Concrètement, comment se manifeste la crise pour les Journaux du Midi basés à Montpellier ?
Alain Plombat: Tout d’abord par deux chiffres : 0,90 euro, c’est le prix de vente du Midi Libre et 1,58 euro, c’est ce qu’il nous coûte après avoir payé le papier, l’imprimeur, le transport, les journalistes, le personnel administratif… Heureusement, nous sommes dans un équilibre que je qualifierais de vertueux dans la mesure où 60% du chiffre d’affaires vient de la diffusion et 40% de la publicité. Je dis vertueux car chez certains confrères, le rapport est inversé. Or, étant donné la crise de la demande publicitaire, les conséquences financières sont plus importantes pour d’autres. Car avec la fragmentation de l’audience des médias entre la télé, la radio, la presse écrite, internet et aujourd’hui les portables, le gâteau publicitaire est de plus en plus partagé. Mais les Journaux du midi vont bien. C’est dur, mais ils vont bien.
« Les débats ont été très libres, et même âpres »
Pourquoi avoir participé aux états généraux de la presse ?
A.P: Parce que je trouve stupide la politique de la chaise vide. Devant l’inertie générale face à la crise, il y avait deux solutions : soit dire « j’ai pas envie d’en entendre parler », soit décider de se mettre autour de la table. La deuxième option m’a semblé plus judicieuse, même si c’est dommage que l’initiative vienne du Président de la République Nicolas Sarkozy. Quoiqu’il en soit je peux vous dire que les débats ont été très libres et même parfois âpres. Et cela a abouti sur des propositions concrètes, comme les allègements fiscaux ou la baisse des tarifs postaux, qui peuvent constituer une bouffée d’oxygène pour la presse écrite.
Vous étiez membre du groupe de travail sur la formation des journalistes. Qu’en est-il ressorti ?
A.P: Nous nous sommes penchés sur la question de savoir comment former nos journalistes pour répondre aux attentes des lecteurs. Une vraie réflexion est à mettre en place avec chaque année une réunion entre les formateurs et les éditeurs, une sorte de conseil pédagogique pour que les premiers puissent répondre aux besoins des seconds. Par exemple, si à un moments donné, les journaux ont plus besoin de faits diversiers, les écoles devraient cibler leur formation sur ce type de journalisme. Ainsi, les jeunes diplômés trouveraient plus facilement du travail. D’autre part, nous avons recommandé une formation continue obligatoire après trois ans de métier pour tous ceux qui n’ont pas été formés à devenir journaliste, formation à laquelle les autres auraient également accès. L’idée d’une plate-forme financière commune à toutes les écoles a également était lancé avec la mise à disposition d’une structure qui pourrait par exemple se matérialiser par un laboratoire technique, un outil de travail performant pour les élèves. Quant au projet de regroupement des écoles de journalisme, il n’a finalement pas été retenu.

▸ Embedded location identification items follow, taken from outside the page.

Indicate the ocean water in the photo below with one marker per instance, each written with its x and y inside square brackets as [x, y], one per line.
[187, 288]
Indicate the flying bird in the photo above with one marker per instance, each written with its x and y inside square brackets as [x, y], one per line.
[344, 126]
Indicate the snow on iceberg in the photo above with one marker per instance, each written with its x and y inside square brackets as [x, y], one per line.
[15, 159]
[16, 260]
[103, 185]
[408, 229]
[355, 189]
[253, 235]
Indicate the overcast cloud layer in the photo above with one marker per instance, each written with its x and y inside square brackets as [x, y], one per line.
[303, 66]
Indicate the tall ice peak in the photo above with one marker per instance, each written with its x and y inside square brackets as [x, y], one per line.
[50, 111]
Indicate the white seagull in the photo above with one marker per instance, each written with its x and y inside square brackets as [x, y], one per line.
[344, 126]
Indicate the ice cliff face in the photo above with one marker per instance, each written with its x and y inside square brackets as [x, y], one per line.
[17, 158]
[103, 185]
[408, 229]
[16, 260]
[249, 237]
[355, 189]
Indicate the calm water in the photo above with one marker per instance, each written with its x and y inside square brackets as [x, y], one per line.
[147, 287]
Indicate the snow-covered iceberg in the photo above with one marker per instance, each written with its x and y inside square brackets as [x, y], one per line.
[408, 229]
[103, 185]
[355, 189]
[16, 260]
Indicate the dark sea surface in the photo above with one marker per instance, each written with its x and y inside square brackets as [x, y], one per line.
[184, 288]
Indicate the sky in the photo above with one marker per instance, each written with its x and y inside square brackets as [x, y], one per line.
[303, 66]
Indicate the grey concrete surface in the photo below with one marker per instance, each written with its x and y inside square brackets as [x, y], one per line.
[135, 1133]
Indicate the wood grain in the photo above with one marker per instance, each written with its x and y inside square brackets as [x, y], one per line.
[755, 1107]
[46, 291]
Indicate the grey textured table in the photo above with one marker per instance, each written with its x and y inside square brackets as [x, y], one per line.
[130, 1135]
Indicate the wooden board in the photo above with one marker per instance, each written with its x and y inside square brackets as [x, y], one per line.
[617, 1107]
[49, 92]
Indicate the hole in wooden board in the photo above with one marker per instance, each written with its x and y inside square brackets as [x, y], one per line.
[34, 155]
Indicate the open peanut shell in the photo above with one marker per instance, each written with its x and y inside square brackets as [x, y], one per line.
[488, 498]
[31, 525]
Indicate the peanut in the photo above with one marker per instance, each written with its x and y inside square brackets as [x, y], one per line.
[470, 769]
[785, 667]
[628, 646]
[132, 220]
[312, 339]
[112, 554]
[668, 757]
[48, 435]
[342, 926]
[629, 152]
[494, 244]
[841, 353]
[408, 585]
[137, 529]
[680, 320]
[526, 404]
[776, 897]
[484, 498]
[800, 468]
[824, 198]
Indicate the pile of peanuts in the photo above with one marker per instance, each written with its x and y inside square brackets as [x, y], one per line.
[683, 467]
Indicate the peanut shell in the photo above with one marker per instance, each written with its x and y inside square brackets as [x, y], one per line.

« L’indépendance elle est dans la pratique, il faut arrêter de fantasmer »
Le Forum des sociétés de journalistes regrette que les états généraux de la presse « soient passés à côté de la question essentielle de l’indépendance des journalistes et des rédactions ». Partagez-vous cet avis ?
A.P: Non. Nous préconisons la rédaction d’un code déontologique, une modernisation des textes encadrant la profession et la constitution de chartes éditoriales annexées aux contrats de travail et rendues publiques. Ca c’est une vraie garantie de l’indépendance des journalistes. L’indépendance elle est dans la pratique, il faut arrêter de fantasmer. Moi, je ne suis pas du tout lié à Sarkozy. N’oubliez pas qu’on parle de la presse écrite, pas de TF1 et de son ami Bouygues.
Sur quoi peuvent aboutir les recommandations du Livre vert remis à Christine Albanel ?
A.P: Il y a d’abord les mesures d’urgence comme le moratoire sur la hausse des tarifs postaux et l’exonération temporaire d’une partie des charges sociales des diffuseurs. Celles-ci peuvent réellement permettre, financièrement, d’alléger le malaise. L’argent dégagé devra servir à l’investissement et la recherche, car il est temps que les quotidiens arrêtent de vivre au jour le jour et anticipent enfin sur ce que sera la presse de demain. Car ce ne sont pas les Etats généraux qui vont sauver la presse, ce sont les éditeurs et les rédacteurs qui doivent gagner la bataille. Nous avons notre destin entre nos mains.